I mean he really REALLY gets around!!!!

Thursday, May 01, 2003

I must admit that my former Minister of Information certainly gets around!!







---------------------------------------Thanks be to Allah (and Franz Dierick) for the pic.

When I finally do take over the United States and move into the White House, one of my first orders of business will be to auction off that old presidential limo on eBay and replace it with something better suited to me, like an SUV. Now I know that many people hate those things, and for a while some people opposed to SUV's were asking "What would Jesus drive?" Their argument is that the son of their god would NOT drive an SUV because they are harmful to the environment.



So what!?!? I mean, if his dad really is God, he can just make a brand new environment if the old one gets screwed up, right? Am I the only one thinking logically here, or what?



Besides, the REAL question for me is: "What would Allah drive?" And the answer is obvious: A Porsche Cayenne. That's right, the world's top manufacturer of four wheeled chick magnets has come out with an SUV!! And they are beautiful!!



But they are also in high demand, and I expect that dealerships are pricing them accordingly. And I think all you know how much I hate negotiating. Doesn't matter if it's about forbidden weapons or new car financing, I just hate negotiating.
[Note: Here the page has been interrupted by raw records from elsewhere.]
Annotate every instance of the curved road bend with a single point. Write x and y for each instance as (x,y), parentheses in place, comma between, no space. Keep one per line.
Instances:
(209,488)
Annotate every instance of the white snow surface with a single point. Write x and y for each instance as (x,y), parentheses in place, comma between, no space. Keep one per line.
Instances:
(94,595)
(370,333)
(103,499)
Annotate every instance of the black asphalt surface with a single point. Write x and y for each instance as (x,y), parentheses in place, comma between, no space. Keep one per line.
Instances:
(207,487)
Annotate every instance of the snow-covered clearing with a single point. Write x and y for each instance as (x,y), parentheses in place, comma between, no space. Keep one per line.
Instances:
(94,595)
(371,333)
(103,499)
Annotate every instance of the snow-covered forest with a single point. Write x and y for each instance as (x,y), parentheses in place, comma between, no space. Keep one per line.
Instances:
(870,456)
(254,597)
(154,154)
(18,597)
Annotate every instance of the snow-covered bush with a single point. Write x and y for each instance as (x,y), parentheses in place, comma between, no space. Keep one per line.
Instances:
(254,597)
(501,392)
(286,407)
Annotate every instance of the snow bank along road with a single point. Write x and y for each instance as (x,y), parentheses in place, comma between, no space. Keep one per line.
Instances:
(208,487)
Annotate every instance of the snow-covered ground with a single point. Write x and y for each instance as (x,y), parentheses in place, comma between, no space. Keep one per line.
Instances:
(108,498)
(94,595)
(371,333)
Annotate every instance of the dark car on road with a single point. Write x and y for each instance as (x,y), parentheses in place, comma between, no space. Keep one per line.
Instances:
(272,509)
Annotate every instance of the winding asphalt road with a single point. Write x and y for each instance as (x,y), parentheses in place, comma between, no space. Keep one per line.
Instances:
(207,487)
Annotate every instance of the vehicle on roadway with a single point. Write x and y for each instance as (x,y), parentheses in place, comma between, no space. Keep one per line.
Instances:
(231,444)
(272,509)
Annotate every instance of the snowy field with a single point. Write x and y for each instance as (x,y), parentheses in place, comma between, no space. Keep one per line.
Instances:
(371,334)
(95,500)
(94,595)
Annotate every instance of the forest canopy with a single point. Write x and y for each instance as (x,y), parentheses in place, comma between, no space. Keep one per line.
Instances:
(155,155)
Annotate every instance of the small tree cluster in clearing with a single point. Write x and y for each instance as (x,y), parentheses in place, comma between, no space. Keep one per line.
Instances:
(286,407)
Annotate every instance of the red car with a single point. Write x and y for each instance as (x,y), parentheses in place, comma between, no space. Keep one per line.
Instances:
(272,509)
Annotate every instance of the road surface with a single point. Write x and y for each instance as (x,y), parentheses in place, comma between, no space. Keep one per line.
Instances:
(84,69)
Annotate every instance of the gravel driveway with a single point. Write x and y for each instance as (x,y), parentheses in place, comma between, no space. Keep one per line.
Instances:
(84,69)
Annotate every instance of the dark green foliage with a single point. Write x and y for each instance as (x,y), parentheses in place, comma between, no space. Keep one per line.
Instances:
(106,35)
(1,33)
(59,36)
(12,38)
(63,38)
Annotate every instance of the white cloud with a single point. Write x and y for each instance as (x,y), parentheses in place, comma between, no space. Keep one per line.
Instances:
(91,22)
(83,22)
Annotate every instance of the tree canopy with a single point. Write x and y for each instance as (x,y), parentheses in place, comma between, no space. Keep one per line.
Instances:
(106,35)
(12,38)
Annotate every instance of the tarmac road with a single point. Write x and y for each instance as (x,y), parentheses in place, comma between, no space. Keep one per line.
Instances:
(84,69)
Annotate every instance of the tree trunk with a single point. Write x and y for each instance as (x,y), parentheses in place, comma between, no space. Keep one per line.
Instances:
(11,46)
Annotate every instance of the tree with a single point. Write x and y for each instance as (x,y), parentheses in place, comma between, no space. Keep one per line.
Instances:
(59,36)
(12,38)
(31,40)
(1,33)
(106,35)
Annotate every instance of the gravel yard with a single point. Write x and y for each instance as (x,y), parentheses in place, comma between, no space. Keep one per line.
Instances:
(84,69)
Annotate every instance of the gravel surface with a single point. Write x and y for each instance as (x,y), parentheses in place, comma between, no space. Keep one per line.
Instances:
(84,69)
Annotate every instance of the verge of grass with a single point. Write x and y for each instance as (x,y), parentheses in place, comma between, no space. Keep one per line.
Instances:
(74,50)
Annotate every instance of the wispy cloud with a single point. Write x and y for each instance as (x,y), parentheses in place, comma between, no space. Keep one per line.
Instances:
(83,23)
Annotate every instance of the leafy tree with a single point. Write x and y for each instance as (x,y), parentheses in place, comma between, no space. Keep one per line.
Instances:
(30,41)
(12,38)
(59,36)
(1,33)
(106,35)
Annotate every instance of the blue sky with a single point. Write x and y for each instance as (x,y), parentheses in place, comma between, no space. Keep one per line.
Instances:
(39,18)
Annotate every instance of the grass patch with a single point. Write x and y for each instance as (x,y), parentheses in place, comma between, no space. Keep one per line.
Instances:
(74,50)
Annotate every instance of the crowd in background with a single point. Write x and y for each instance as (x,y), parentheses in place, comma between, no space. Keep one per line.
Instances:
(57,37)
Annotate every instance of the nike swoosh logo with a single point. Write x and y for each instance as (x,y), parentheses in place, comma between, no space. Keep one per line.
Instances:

It's a vile ritual, but one I'm willing to do in the case of the Cayenne. But so help me: If the salesman tells me he needs to go check with "My sales manager," and he comes back with some guy in a loud checkered sports jacket, and they start beating up on me to buy the rustproofing for an extra $1500, I'll shoot the both of them right there in the middle of the showroom. Rustproofing, my ass. You don't try to scam a scammer. At least not when he's a heavily armed homicidal maniac.



I just hope they come in my favorite color, Desert Sand.